Intel’s hardware-enabled security technology helps in defending against malware and evolving cyber-security threats these days. This latest technology is rooted by Intel in most of its chips to help secure data and improve device integrity.

But if we recall the past events, then Intel CPUs were more vulnerable to cyberattacks due to a number of potential exploit paths.

But like I’ve said earlier, things have changed with the introduction of improved hardware-based security in Intel processors, and there’s nothing to worry about.

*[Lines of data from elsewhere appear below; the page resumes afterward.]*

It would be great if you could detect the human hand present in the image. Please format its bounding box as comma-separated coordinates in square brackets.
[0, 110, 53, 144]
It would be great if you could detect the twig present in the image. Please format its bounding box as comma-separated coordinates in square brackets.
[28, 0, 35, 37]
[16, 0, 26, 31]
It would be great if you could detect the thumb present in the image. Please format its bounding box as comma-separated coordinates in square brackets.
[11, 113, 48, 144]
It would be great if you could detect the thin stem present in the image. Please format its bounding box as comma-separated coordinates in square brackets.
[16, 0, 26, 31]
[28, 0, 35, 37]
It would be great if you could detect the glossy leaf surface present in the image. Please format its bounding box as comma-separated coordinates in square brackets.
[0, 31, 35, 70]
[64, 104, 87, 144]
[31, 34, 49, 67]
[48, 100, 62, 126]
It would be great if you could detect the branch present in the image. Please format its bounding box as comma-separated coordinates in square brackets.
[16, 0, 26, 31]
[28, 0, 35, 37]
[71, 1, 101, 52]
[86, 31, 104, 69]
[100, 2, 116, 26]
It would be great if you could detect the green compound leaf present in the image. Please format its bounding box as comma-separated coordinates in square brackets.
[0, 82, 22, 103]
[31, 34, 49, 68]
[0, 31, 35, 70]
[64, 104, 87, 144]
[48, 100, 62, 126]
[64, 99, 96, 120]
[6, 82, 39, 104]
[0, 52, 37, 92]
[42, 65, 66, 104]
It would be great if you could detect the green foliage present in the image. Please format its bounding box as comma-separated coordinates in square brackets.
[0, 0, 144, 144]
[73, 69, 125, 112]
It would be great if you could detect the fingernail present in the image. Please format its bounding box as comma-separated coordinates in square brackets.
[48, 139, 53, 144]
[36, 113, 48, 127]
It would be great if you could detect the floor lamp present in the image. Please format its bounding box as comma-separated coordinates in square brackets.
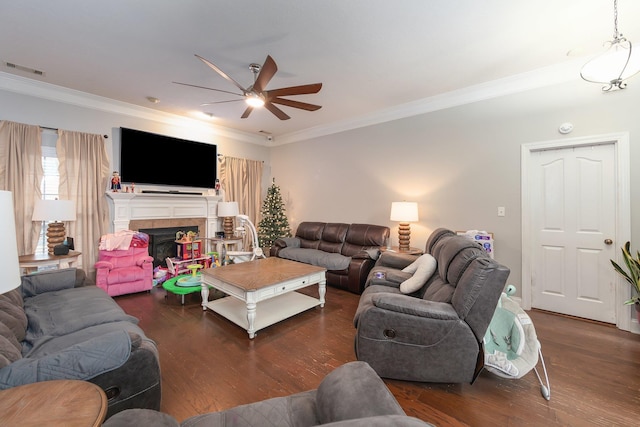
[390, 202, 418, 252]
[218, 202, 240, 239]
[0, 191, 20, 294]
[32, 199, 76, 254]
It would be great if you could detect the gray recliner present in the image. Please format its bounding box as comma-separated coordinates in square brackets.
[354, 228, 509, 383]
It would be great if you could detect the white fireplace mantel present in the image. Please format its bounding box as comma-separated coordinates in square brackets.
[106, 191, 222, 237]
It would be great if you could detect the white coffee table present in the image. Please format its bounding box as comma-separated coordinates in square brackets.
[201, 257, 327, 339]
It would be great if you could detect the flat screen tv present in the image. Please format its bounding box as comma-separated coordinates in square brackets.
[119, 128, 218, 188]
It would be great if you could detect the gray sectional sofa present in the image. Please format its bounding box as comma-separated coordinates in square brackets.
[104, 362, 431, 427]
[270, 222, 389, 294]
[0, 268, 161, 417]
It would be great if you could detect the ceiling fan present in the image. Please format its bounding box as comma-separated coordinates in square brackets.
[174, 54, 322, 120]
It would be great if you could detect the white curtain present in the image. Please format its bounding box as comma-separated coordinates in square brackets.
[220, 156, 264, 248]
[0, 121, 44, 255]
[56, 130, 109, 275]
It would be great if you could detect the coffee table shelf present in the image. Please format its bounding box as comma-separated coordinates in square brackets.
[206, 292, 320, 338]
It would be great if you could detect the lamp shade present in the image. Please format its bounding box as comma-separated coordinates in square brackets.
[0, 191, 20, 294]
[390, 202, 418, 222]
[31, 199, 76, 221]
[218, 202, 240, 217]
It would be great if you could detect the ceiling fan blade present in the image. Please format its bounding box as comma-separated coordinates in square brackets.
[265, 83, 322, 96]
[200, 99, 244, 107]
[269, 98, 322, 111]
[173, 82, 244, 96]
[240, 106, 253, 119]
[264, 101, 291, 120]
[195, 54, 247, 93]
[253, 55, 278, 93]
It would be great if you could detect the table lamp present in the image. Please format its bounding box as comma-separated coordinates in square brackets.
[31, 199, 76, 254]
[390, 202, 418, 252]
[0, 191, 20, 294]
[218, 202, 240, 239]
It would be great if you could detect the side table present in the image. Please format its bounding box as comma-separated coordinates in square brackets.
[0, 380, 107, 427]
[380, 246, 424, 255]
[18, 251, 82, 274]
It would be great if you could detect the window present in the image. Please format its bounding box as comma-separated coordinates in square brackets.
[36, 130, 60, 254]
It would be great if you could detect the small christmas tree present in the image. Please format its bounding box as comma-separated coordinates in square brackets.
[258, 178, 291, 252]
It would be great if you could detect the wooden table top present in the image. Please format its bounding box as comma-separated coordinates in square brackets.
[0, 380, 107, 427]
[202, 257, 326, 291]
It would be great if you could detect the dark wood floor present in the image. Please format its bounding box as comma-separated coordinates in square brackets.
[116, 288, 640, 426]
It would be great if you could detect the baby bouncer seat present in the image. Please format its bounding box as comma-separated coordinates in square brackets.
[483, 285, 551, 400]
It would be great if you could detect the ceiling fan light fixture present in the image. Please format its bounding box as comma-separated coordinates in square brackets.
[245, 93, 264, 108]
[580, 0, 640, 92]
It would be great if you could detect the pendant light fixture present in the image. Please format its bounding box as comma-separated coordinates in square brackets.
[580, 0, 640, 92]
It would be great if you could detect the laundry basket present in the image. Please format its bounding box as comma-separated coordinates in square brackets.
[484, 285, 551, 400]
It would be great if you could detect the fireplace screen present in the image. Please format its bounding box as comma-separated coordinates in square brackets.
[139, 225, 199, 268]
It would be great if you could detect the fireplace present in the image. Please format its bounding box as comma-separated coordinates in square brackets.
[138, 225, 199, 267]
[106, 191, 222, 267]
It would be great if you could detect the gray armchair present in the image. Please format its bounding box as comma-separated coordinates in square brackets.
[354, 228, 509, 383]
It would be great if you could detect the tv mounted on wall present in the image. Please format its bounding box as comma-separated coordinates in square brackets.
[119, 128, 218, 188]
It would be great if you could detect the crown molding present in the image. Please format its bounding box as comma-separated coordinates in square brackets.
[0, 72, 264, 146]
[272, 59, 584, 146]
[0, 58, 584, 147]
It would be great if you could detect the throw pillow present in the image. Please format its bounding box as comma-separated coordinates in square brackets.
[400, 254, 437, 294]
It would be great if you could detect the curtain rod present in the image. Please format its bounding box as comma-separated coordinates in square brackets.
[218, 153, 264, 163]
[40, 126, 109, 139]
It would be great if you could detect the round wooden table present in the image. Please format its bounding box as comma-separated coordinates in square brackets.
[0, 380, 107, 427]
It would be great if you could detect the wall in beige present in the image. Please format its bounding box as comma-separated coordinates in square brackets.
[271, 80, 640, 286]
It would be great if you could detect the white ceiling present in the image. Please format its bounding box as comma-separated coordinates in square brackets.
[0, 0, 640, 142]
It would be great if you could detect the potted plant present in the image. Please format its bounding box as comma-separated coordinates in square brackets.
[611, 242, 640, 322]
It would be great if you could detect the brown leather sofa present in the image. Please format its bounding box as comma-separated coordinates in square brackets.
[270, 222, 389, 294]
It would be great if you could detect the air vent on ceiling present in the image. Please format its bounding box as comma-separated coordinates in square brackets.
[4, 62, 44, 76]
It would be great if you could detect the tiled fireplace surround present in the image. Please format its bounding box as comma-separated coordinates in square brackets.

AMD in order to prevent any threats makes use of Microsoft Pluton security, technology that is integrated right into AMD processors as a security feature.

In terms of security, there’s a tie between Intel and AMD as none of these chips have been affected so far by any cyber threats or viruses. So as a programmer, game developer, or code learner, both Intel and AMD offer better security features.


Based on all the facts and research, Intel still owns the top spot when it comes to compiling codes in C++, Java, Python, etc. Unless you are planning to build a high-end workstation with a lot of cores, Intel truly gives you the punch of performance that you require in heavily threaded productivity tasks.

AMD manages to outperform Intel in the top-tier lineup, which surely costs you a lot of money. If you are building a high-end workstation server for coding, then I’ll recommend you go with an AMD CPU that has a lot of cores/threads on it. Maybe in this case you will need a Ryzen 9 Zen 3 CPU or a Threadripper CPU.

But if your coding needs are limited to yourself, no matter if you deal with complex code compilations, then Intel is your best go with. Intel still has no rival in breaking the higher clock speed barrier, a factor that you need to take into account in a computer meant for programming workload.